2. Start of a charging event, which will be the same for the EV driver throughout one year.

After the single customer’s average daily peak power hour is defined based on the AMR load profile (see Figure 2), it is further analysed. If the daily peak power hour is at 15:00, then the start of charging for that customer is randomly selected from 15:00 to 18:00 in 15 min time steps. Four 15 min time steps during one hour and for four hours (15, 16, 17, and 18) makes 16 possible 15 min charging start times for that particular customer. One of those 16 different EV profiles is randomly selected in each iteration and added to the customer’s AMR load profile. In practice, this means that in one Monte Carlo iteration, the customer charges the EV at 16:15 and in another iteration, the charging starts at 15:30, and so on. The time range from 15:00 to 18:00 is arbitrarily selected and can be easily changed.

3. Annual driving distance is varied between 2803 km/a to 21000 km/a in a random order.

As a result of step 5, a time-series-modified load profile is obtained for each grid point where the EVs are modelled, from the single customer level, to the connection point, distribution transformer, and the main transformer level. Here, the grid topology is used to define which customers are connected to which distribution transformer.

In this step, the CSC supercomputer resources are taken advantage of. The simulations can be parallelized at least in two ways: 1) the Monte Carlo iterations can be calculated in parallel be-cause they are not dependent on each other, and 2) the EV charging scenario for each distribution transformer can be set independently, and thus, each distribution transformer can also calculated in parallel.

Both ways were tried in this project. The first one was used when the EV scenario was defined for the primary substation level. The second one was used when the EV scenario was defined for each distribution transformer. For instance, the case of the 50% penetration rate of EVs for the primary substation level would mean that in some iteration some distribution transformers may have no EVs at all, whereas the other ones will have a 100% penetration rate. When setting the penetration rate at the distribution transformer level, it will be always fulfilled in every single iteration.

After each iteration, the modified load profiles for every single customer were stored remotely in the supercomputer memory. Usually, it took several hundreds of GB of memory for 1000 Monte Carlo iterations. In each iteration, several grid impact criteria were stored for the later analysis.

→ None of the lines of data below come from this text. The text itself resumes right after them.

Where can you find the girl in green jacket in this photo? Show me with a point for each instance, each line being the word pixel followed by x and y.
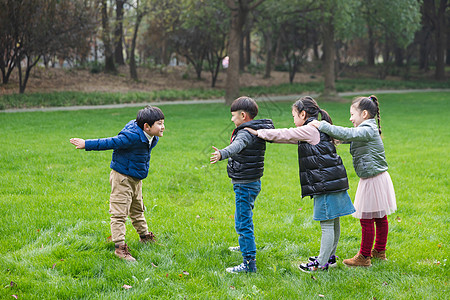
pixel 375 196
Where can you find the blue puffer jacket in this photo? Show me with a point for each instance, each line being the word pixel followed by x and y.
pixel 132 150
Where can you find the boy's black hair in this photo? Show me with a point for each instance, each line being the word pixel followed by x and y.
pixel 246 104
pixel 149 115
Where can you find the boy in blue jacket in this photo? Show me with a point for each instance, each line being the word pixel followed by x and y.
pixel 130 163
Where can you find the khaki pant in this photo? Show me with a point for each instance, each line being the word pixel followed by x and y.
pixel 126 200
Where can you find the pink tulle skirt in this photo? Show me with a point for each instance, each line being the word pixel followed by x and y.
pixel 375 197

The criteria were annual peak power changes, changes in peak operating time, and load rate.

These criteria took much less memory than the modified load profiles and could thus be copied to the local computer for further analyses.

In step 6, the results from the Monte Carlo simulations are presented as the probability distribution of the grid impact. The probability distribution shows how often the grid impact value occurred over 1000 iterations. For instance, if in 500 iterations out of 1000 the annual peak power changes were 20% (the new annual peak power caused by EV charging was 20% higher than before EVs), the probability of its occurrence is 50% (=500/1000). Out of the 1000 iterations presented in the histogram for the probability of the distribution of the grid impact, two iterations are selected for further analysis corresponding to the most frequently occurring grid impact value and the worst-case grid impact value. From these two iterations, the modified time series load profiles are selected from the supercomputer memory storage and used for the power flow simulations to make analyses of line loading and voltage profiles.

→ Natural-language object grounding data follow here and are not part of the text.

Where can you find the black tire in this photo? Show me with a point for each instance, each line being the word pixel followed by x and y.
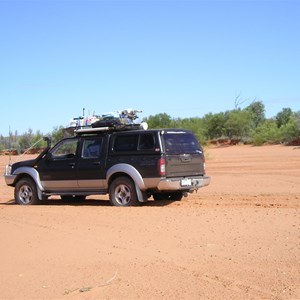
pixel 122 192
pixel 26 192
pixel 72 198
pixel 171 196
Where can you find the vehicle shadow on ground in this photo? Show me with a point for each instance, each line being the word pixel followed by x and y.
pixel 91 202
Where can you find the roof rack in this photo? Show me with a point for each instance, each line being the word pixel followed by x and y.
pixel 91 130
pixel 119 121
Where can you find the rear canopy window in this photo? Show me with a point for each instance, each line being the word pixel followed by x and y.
pixel 179 143
pixel 134 142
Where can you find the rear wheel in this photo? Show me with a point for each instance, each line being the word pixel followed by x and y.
pixel 26 192
pixel 122 192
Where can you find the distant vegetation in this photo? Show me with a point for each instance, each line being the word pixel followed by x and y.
pixel 248 126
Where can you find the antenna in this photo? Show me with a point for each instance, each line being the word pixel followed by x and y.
pixel 9 145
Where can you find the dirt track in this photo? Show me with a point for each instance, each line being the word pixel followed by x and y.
pixel 236 239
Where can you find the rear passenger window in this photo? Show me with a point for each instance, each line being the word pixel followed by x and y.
pixel 146 142
pixel 126 142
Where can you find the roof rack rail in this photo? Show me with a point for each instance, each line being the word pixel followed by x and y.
pixel 91 130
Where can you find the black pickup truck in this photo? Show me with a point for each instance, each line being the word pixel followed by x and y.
pixel 129 165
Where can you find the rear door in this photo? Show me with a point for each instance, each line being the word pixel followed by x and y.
pixel 184 156
pixel 91 163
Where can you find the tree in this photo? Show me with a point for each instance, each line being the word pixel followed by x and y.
pixel 214 125
pixel 238 124
pixel 282 117
pixel 257 110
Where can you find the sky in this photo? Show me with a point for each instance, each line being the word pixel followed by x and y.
pixel 184 58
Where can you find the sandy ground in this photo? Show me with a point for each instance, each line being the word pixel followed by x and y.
pixel 236 239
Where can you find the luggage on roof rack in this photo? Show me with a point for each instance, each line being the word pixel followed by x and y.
pixel 113 121
pixel 123 127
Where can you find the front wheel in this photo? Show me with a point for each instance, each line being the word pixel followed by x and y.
pixel 122 192
pixel 26 192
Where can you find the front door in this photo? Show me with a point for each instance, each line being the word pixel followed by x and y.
pixel 91 163
pixel 58 168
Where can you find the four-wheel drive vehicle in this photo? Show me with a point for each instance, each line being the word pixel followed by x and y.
pixel 130 166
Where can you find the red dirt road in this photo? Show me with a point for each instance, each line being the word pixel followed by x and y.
pixel 236 239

The advantage of the methodology is that it can incorporate various EV charging strategies, and it is suitable also when considering active EV usage, such as nighttime charging, peak shaving, and/or participation in frequency regulation. These applications can be incorporated into EV profiles generated in step 4. The additional inputs needed are the flexibility potential or range and electricity markets/tariffs/other economic incentives against which the EVs are controlled.

These are discussed in more detail in section 3.4.